Unfortunately, the sound is one area where the game’s mod origins come to light. All the sounds are passable but the voice over for all the characters is rather annoying. They are all badly accented stereotypical voices (French guy, German guy etc) and luckily the game plays them quietly as it’s drowned out by the automatic fire. One exception to the VO is your Lieutenant on the ship, who sound just like the weary commanding officer you would expect from these things, and is a great addition. Gunfire and equipment is also just passable but it does suit the guns. Many of the sounds are also recycled from other Source engine games which can be rather strange. The aliens themselves sound alright but unfortunately this isn’t that good when one of the main ways of scouting head is to listen. Especially when one of them sounds like the dying giraffe from the South Park movie. The sounds do the job but it doesn’t quite have the Valve polish.

“Anything Else Sarge?”
A point I have to make about the game is that it is a co-op experience and the kind that only really flourishes when played with four people. It is a deeply tactical game and I recommend you play with a group of people on microphones to make communication a bit easier. However, it is playable in a single player mode along with limited AI control and marine switching but it also cuts out a lot of its parts such as the steam achievements and progression. These two things are the real points that will keep you playing. Many of the better weapons (including the infamous flamethrower) and gear are unlocked as play and level up. XP is gained through the stats at the end of missions based on objective casualties and such like as well the achievements. These are all great with a mix of the easy ones such as wielding doors shut or killing off a certain number of bugs with a certain gun all the way up to  speed running through the game.

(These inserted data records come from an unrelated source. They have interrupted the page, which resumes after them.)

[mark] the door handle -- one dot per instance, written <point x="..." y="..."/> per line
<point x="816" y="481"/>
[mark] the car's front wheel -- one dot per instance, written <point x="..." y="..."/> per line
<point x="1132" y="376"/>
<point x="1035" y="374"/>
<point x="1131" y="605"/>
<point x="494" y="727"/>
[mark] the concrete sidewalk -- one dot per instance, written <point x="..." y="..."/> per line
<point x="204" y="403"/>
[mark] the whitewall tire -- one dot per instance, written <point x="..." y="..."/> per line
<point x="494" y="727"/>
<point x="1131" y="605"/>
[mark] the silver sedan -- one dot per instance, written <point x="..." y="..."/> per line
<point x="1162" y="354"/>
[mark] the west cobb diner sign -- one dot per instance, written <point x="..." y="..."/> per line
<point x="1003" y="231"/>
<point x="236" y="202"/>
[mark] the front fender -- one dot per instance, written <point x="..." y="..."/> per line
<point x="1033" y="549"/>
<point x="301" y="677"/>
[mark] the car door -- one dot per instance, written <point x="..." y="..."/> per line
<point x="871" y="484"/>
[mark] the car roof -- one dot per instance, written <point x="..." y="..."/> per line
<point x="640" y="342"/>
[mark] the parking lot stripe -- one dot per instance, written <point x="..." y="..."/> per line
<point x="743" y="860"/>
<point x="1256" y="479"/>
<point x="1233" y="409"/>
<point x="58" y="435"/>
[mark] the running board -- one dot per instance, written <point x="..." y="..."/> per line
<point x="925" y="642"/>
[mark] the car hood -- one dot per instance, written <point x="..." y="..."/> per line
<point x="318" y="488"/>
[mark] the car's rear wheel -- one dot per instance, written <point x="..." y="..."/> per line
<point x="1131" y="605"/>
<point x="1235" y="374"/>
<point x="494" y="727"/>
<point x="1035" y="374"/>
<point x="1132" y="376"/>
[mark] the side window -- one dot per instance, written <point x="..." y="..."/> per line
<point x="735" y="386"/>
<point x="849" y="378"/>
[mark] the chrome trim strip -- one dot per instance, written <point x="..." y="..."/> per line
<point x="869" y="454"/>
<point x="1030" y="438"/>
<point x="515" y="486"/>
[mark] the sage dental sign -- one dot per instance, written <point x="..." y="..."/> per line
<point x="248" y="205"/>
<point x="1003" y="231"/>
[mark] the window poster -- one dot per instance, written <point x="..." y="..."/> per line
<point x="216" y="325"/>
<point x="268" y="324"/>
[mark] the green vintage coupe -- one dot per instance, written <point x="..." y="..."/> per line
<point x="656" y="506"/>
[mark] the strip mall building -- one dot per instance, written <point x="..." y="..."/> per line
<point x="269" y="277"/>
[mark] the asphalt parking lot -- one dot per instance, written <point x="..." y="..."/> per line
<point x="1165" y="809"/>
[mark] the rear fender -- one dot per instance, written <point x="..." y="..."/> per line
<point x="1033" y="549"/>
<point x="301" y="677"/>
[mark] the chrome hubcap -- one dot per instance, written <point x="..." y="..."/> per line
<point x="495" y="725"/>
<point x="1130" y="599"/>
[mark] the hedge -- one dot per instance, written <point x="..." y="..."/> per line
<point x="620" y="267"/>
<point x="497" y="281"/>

Additionally for all the PC Team Fortress 2 fans out there, there is one achievement which also unlocks a hat for TF2 which is pretty good, especially as it jiggles around when you run. I love the fact Valve are more than happy to have other games add stuff into their online behemoth.

Burn Baby Burn!
Burn Baby Burn!

“Hey Valve, have you ever been mistaken for a bad guy?”

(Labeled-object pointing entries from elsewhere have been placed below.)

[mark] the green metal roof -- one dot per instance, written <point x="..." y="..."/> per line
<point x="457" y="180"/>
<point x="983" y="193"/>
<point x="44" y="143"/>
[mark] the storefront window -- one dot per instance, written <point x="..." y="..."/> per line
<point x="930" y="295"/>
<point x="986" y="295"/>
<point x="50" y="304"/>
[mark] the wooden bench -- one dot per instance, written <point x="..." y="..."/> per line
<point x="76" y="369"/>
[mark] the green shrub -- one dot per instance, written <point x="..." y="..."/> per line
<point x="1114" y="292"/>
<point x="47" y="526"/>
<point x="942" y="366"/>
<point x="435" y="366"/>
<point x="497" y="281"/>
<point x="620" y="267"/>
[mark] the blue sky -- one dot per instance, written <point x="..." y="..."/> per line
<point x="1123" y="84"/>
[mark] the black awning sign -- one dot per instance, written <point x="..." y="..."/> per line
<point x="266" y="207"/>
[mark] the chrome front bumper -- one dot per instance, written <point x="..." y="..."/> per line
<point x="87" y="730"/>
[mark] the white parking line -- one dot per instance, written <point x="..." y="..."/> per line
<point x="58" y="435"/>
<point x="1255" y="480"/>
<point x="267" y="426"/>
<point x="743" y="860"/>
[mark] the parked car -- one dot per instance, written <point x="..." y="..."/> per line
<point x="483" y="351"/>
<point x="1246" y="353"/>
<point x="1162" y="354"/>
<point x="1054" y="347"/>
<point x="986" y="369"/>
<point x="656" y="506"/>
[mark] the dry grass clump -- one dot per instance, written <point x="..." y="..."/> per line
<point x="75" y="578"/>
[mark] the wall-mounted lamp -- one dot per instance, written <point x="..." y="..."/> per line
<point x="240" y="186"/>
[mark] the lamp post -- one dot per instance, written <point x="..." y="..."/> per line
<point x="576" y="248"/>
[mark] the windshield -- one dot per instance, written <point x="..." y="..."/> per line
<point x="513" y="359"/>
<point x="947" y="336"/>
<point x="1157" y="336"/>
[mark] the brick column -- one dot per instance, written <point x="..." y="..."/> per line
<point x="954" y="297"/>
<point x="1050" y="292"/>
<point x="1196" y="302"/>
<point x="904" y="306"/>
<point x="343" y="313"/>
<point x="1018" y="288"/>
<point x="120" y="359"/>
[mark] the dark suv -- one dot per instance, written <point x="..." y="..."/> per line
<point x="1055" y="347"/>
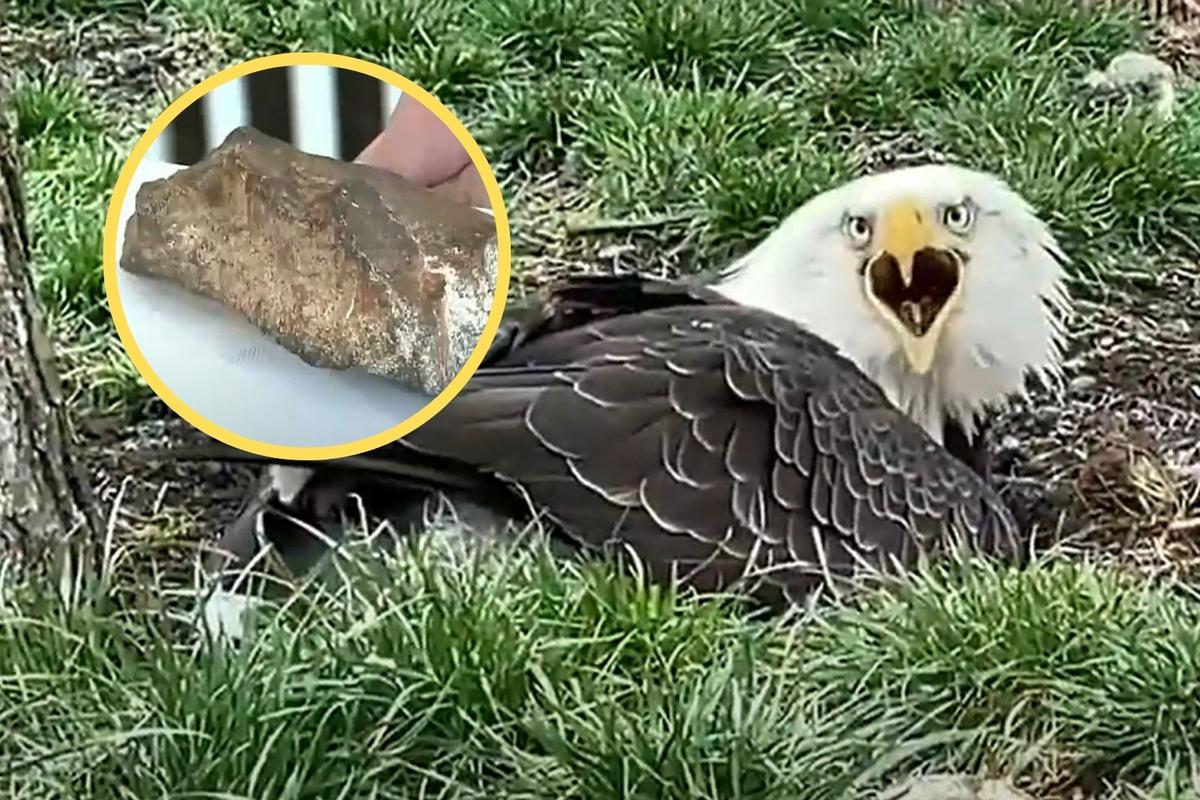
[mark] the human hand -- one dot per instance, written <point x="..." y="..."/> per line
<point x="419" y="146"/>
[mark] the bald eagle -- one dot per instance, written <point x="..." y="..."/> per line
<point x="813" y="411"/>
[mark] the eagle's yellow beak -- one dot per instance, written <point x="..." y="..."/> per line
<point x="913" y="281"/>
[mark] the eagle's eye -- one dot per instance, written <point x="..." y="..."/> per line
<point x="958" y="217"/>
<point x="858" y="230"/>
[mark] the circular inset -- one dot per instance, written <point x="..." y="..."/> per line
<point x="294" y="331"/>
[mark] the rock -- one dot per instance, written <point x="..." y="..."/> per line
<point x="953" y="787"/>
<point x="342" y="264"/>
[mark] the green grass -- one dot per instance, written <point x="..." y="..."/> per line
<point x="719" y="116"/>
<point x="528" y="678"/>
<point x="676" y="109"/>
<point x="70" y="164"/>
<point x="547" y="680"/>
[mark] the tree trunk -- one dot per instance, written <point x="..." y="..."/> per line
<point x="45" y="499"/>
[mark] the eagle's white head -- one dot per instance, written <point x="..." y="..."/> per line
<point x="940" y="282"/>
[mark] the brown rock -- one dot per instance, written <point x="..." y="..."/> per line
<point x="342" y="264"/>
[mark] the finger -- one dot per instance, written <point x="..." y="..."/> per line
<point x="466" y="187"/>
<point x="418" y="145"/>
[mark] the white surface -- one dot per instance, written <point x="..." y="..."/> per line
<point x="235" y="377"/>
<point x="313" y="95"/>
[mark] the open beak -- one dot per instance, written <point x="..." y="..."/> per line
<point x="912" y="281"/>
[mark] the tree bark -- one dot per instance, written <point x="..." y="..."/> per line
<point x="45" y="498"/>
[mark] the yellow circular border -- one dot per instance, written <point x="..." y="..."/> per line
<point x="502" y="234"/>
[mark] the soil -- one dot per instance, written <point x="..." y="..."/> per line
<point x="1110" y="465"/>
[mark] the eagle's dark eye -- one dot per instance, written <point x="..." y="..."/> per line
<point x="858" y="230"/>
<point x="958" y="217"/>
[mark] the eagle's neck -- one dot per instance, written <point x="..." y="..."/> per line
<point x="924" y="398"/>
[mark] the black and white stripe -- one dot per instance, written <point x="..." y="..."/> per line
<point x="323" y="110"/>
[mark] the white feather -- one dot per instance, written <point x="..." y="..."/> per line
<point x="1007" y="329"/>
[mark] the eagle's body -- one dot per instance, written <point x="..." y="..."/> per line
<point x="777" y="429"/>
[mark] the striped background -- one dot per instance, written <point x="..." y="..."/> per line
<point x="323" y="110"/>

Overall, all the little things from the game help to create a great little cooperative experience that perfectly captures the feel of Aliens, but the game also makes it really tense as you inch down darkened corridors with your motion tracker beeping away. Alien Swarm would be a pretty good game if sold by Valve. The fact it is given away to every Steam user makes it an unmissable PC release almost guaranteed to give you several hours of great fun. Get your friends, jump in the game and get killing some bugs. Why? Because I love the Corps! Buy… Download it now!